Abu Awwad is not only taking his message to Palestinian youth, but he is also prepared to speak with anybody. So committed is he to a peaceful alternative to his current lived reality. He works tirelessly to bring people together. In the film, he says that he has never spoken to a settler before, but that he is ready to. And so he does. He meets with Shlomo Zagman, who had been raised in the settlement of Alon Shvut. For 23 years he was more or less living among other settlers. Zagman says: “I’m ashamed to say I never had contact with Palestinians. No debate, no real talks, no connections” (EP). For him Palestinians did the work on the settlements that his parents did not want to do. In describing a preponderant view, others put the matter more forcefully. For example, Ilan Pappé has recently testified: “Anyone who has been in Israel long enough, as I have, knows that the worst corruption of young Israelis is the indoctrination they receive that totally dehumanizes the Palestinians. When an Israeli soldier sees a Palestinian baby he does not see an infant—he sees the enemy” (Pappé 31).
About Palestinians Zagman says, “For me, they were figures who would do work for us” (EP).
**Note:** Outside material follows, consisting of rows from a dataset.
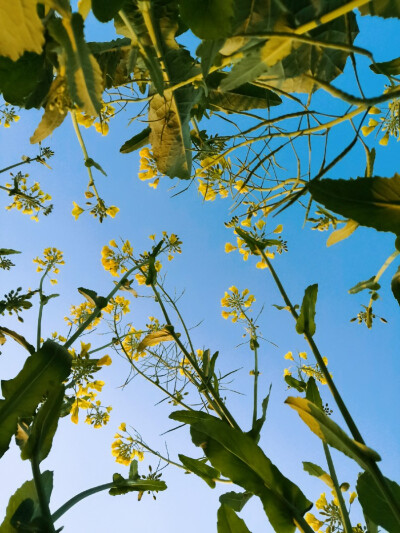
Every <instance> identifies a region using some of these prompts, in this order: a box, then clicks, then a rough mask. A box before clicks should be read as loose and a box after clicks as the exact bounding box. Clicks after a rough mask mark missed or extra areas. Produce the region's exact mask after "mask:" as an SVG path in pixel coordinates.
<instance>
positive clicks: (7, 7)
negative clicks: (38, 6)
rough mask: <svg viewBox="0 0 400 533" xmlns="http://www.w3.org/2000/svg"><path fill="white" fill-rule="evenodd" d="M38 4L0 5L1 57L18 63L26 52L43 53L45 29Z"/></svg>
mask: <svg viewBox="0 0 400 533" xmlns="http://www.w3.org/2000/svg"><path fill="white" fill-rule="evenodd" d="M36 4H37V1H36V0H14V1H13V2H4V1H3V2H1V3H0V20H1V24H0V56H6V57H9V58H10V59H12V60H13V61H16V60H17V59H18V58H19V57H21V56H22V55H23V53H24V52H35V53H36V54H40V53H41V52H42V47H43V44H44V27H43V24H42V21H41V20H40V18H39V16H38V13H37V9H36Z"/></svg>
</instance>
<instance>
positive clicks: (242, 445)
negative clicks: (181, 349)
mask: <svg viewBox="0 0 400 533" xmlns="http://www.w3.org/2000/svg"><path fill="white" fill-rule="evenodd" d="M170 418H172V419H173V420H177V421H179V422H183V423H186V424H190V425H191V434H192V440H193V443H194V444H195V445H196V446H201V447H202V449H203V451H204V453H205V455H206V456H207V457H208V459H209V460H210V462H211V464H212V465H213V466H214V467H215V468H216V469H218V470H219V471H220V472H221V474H222V475H224V476H226V477H227V478H229V479H231V480H232V481H233V482H234V483H236V484H237V485H240V486H241V487H243V488H244V489H246V490H247V491H249V492H252V493H253V494H256V495H257V496H259V497H260V499H261V501H262V503H263V506H264V509H265V512H266V514H267V516H268V518H269V520H270V522H271V525H272V526H273V527H274V529H275V530H276V531H280V532H282V533H293V532H294V530H295V527H296V526H295V524H294V520H296V521H299V520H300V521H301V520H302V516H303V515H304V513H305V512H306V511H307V510H309V509H310V508H311V506H312V504H311V502H309V501H308V500H307V498H306V497H305V496H304V495H303V493H302V492H301V491H300V489H299V488H298V487H297V486H296V485H294V484H293V483H292V482H291V481H290V480H289V479H287V478H286V477H285V476H283V474H281V472H280V471H279V470H278V469H277V468H276V466H274V465H273V464H272V463H271V461H270V460H269V459H268V458H267V457H266V456H265V455H264V453H263V451H262V450H261V448H259V447H258V446H257V444H256V443H255V442H254V441H253V440H252V439H251V438H250V437H249V436H248V435H246V434H245V433H242V432H241V431H240V430H238V429H234V428H231V427H230V426H228V425H227V424H226V423H225V422H222V421H221V420H218V419H216V418H215V417H213V416H210V415H208V414H206V413H203V412H197V411H190V412H188V411H178V412H175V413H172V414H171V415H170Z"/></svg>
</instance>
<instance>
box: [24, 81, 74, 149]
mask: <svg viewBox="0 0 400 533" xmlns="http://www.w3.org/2000/svg"><path fill="white" fill-rule="evenodd" d="M65 89H66V82H65V78H63V77H61V76H58V77H57V78H55V80H54V81H53V83H52V84H51V87H50V90H49V96H48V99H47V102H46V107H45V110H44V114H43V116H42V119H41V121H40V123H39V125H38V127H37V128H36V130H35V132H34V134H33V135H32V137H31V138H30V142H31V143H32V144H35V143H38V142H41V141H43V140H44V139H45V138H46V137H48V136H49V135H50V134H51V133H53V131H54V130H55V129H56V128H58V126H60V125H61V124H62V123H63V121H64V119H65V117H66V116H67V113H68V95H67V94H66V91H65Z"/></svg>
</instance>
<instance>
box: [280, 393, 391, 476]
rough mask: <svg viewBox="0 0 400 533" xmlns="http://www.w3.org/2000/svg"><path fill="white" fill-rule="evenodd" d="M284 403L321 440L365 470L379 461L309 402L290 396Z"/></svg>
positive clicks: (333, 421)
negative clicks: (356, 463)
mask: <svg viewBox="0 0 400 533" xmlns="http://www.w3.org/2000/svg"><path fill="white" fill-rule="evenodd" d="M285 403H287V404H288V405H289V406H290V407H292V409H294V410H295V411H297V413H298V414H299V416H300V418H301V419H302V420H303V422H305V423H306V424H307V426H308V427H309V428H310V429H311V431H312V432H313V433H315V434H316V435H317V436H318V437H319V438H320V439H321V440H323V441H324V442H326V444H329V446H332V447H333V448H336V449H337V450H340V451H341V452H342V453H344V454H345V455H347V456H349V457H351V458H352V459H354V460H355V461H357V463H358V464H359V465H360V466H361V467H362V468H366V465H368V464H369V463H370V462H371V460H372V461H380V460H381V458H380V456H379V454H377V453H376V452H375V451H374V450H372V449H371V448H368V446H366V445H365V444H361V443H360V442H357V441H355V440H353V439H351V438H350V437H349V436H348V435H347V434H346V433H345V432H344V431H343V429H342V428H340V427H339V426H338V425H337V424H336V422H334V421H333V420H332V419H331V418H329V416H327V415H326V414H325V413H324V411H323V410H322V409H319V408H318V407H317V406H316V405H314V404H313V403H312V402H310V401H309V400H306V399H305V398H293V397H291V396H290V397H289V398H287V399H286V401H285Z"/></svg>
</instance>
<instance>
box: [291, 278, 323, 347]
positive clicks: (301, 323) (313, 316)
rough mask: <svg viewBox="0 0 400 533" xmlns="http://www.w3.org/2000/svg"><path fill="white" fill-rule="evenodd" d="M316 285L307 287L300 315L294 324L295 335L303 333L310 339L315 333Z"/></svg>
mask: <svg viewBox="0 0 400 533" xmlns="http://www.w3.org/2000/svg"><path fill="white" fill-rule="evenodd" d="M317 293H318V285H317V284H314V285H309V286H308V287H307V289H306V290H305V293H304V298H303V303H302V304H301V308H300V315H299V318H298V319H297V322H296V331H297V333H300V334H301V333H304V334H306V335H310V336H311V337H312V336H313V335H314V333H315V329H316V326H315V321H314V317H315V304H316V303H317Z"/></svg>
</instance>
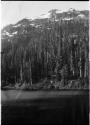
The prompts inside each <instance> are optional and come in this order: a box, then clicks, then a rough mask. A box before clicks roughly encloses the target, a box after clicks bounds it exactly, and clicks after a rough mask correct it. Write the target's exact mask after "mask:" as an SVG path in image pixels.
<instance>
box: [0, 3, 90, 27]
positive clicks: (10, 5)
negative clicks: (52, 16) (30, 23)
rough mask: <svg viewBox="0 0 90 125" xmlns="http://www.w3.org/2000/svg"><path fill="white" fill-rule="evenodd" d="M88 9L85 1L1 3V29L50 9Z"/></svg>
mask: <svg viewBox="0 0 90 125" xmlns="http://www.w3.org/2000/svg"><path fill="white" fill-rule="evenodd" d="M69 8H74V9H76V10H85V9H89V2H88V1H87V2H85V1H2V2H1V28H3V27H4V26H6V25H8V24H15V23H16V22H18V21H19V20H21V19H23V18H31V19H32V18H35V17H38V16H40V15H41V14H45V13H47V12H48V11H49V10H51V9H59V10H67V9H69Z"/></svg>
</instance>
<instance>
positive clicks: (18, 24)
mask: <svg viewBox="0 0 90 125" xmlns="http://www.w3.org/2000/svg"><path fill="white" fill-rule="evenodd" d="M19 26H21V24H17V25H14V26H13V27H19Z"/></svg>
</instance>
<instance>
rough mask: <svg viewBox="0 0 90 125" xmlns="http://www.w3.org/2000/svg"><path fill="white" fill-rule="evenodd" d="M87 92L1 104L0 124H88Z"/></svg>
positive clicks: (4, 103)
mask: <svg viewBox="0 0 90 125" xmlns="http://www.w3.org/2000/svg"><path fill="white" fill-rule="evenodd" d="M88 96H89V94H88V93H86V94H80V95H79V94H77V95H74V96H67V95H61V96H53V97H50V98H36V99H29V98H28V99H21V100H20V99H18V100H13V101H9V102H4V105H3V104H2V109H1V110H2V114H1V115H2V117H1V123H2V124H12V125H13V124H31V123H38V124H41V123H43V124H47V123H48V124H49V123H52V124H53V123H54V124H55V123H56V124H60V125H66V124H70V125H89V98H88Z"/></svg>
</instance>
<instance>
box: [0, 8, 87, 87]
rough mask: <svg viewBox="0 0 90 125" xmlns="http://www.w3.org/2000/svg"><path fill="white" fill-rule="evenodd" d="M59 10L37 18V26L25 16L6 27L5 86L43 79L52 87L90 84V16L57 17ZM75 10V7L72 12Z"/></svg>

He adds, “I saw them as laborers, as cleaners, janitors” (EP). And “Arabs did the work my parents wouldn’t do” (EP). He shares that his first party was Moledet, which supports the deportation of Arabs. But his outlook started to change after meeting a religious man who was a leftist. Zagman says: “The bottom line of my new outlook is that the price we’re paying today to hold on to the Occupied Territories is so high that it’s endangering the existence of the Zionist Jewish state in Israel” (EP). He met some other young religious men and they founded the movement Realistic Religious Zionism. With some others, he put out a petition calling on settlers to recognize the need for Israel to leave part of the Occupied Territories. He himself moved out of the settlement of Alon Shvut, the only place he has ever lived. He says “the move is hard,” and that “he’s not used to it yet.” (EP). After moving out of the settlement, Abu Awwad reaches out to Zagman and visits with him.